後述の通り、新生ドリフになった後は、グループの活動はお笑いが中心となったため、音楽とはほど遠い存在になったが、音楽活動は各メンバーごとに継続されており、全く音楽活動を休止してしまったわけではなかった。これは、高木ブーが日本屈指のウクレレ奏者であることや、CMでいかりや長介がウッドベースを披露したり、加藤茶がドラマーの実力をたびたび番組内で披露していることからもわかることである。また最近では、加藤、仲本、高木が『こぶ茶バンド』を結成する形でバンド活動を再開している。
2001年12月31日の『第52回NHK紅白歌合戦』にて、ドリフは正式な出場歌手として初出場を果たした(メンバーが応援に来たことは過去にもたびたびあった)。同年8月に放送された、『第33回思い出のメロディー』に出演したことがきっかけで選出となり、往年のヒットメドレーを披露した。だが、いかりや長介亡き今日、ドリフにとってはこれが現時点で歌手として最初で最後の紅白出場となる見通しである。
コメディアンとしてのドリフ
元々ドリフは純粋なバンドであり、お笑いとは程遠い存在だったが、桜井輝夫がリーダーになってからは、コミックの要素を音楽に取り入れるようになった。当時のドリフターズは出演の最初はメンバーが各ポジションでワンフレーズ演奏をして、いかりやの「全員集合」の一声で全員が舞台前面に出てきてコントを始めていた。

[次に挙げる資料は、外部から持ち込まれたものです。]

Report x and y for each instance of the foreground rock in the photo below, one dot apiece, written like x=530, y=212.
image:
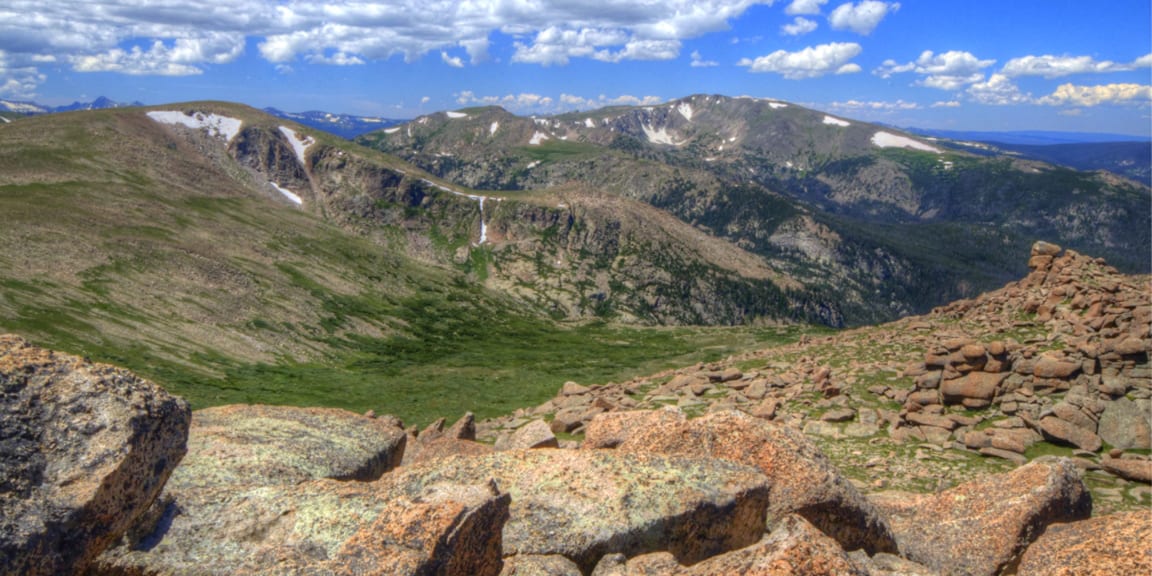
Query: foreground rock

これが後の彼らのキャッチフレーズとして使われる「全員集合」の由来である。コントの中身もそれぞれの楽器を使った音楽がらみの物が多かった。そして新生ドリフになった後からは、グループの活動はお笑いが中心となっていった。
1970年代になると憧れていた先輩バンドである、「ハナ肇とクレージーキャッツ」に取って代わる形でドリフターズが人気になった。これは、クレージーキャッツと同様、「歌」や「コント」等、何でもできたためである。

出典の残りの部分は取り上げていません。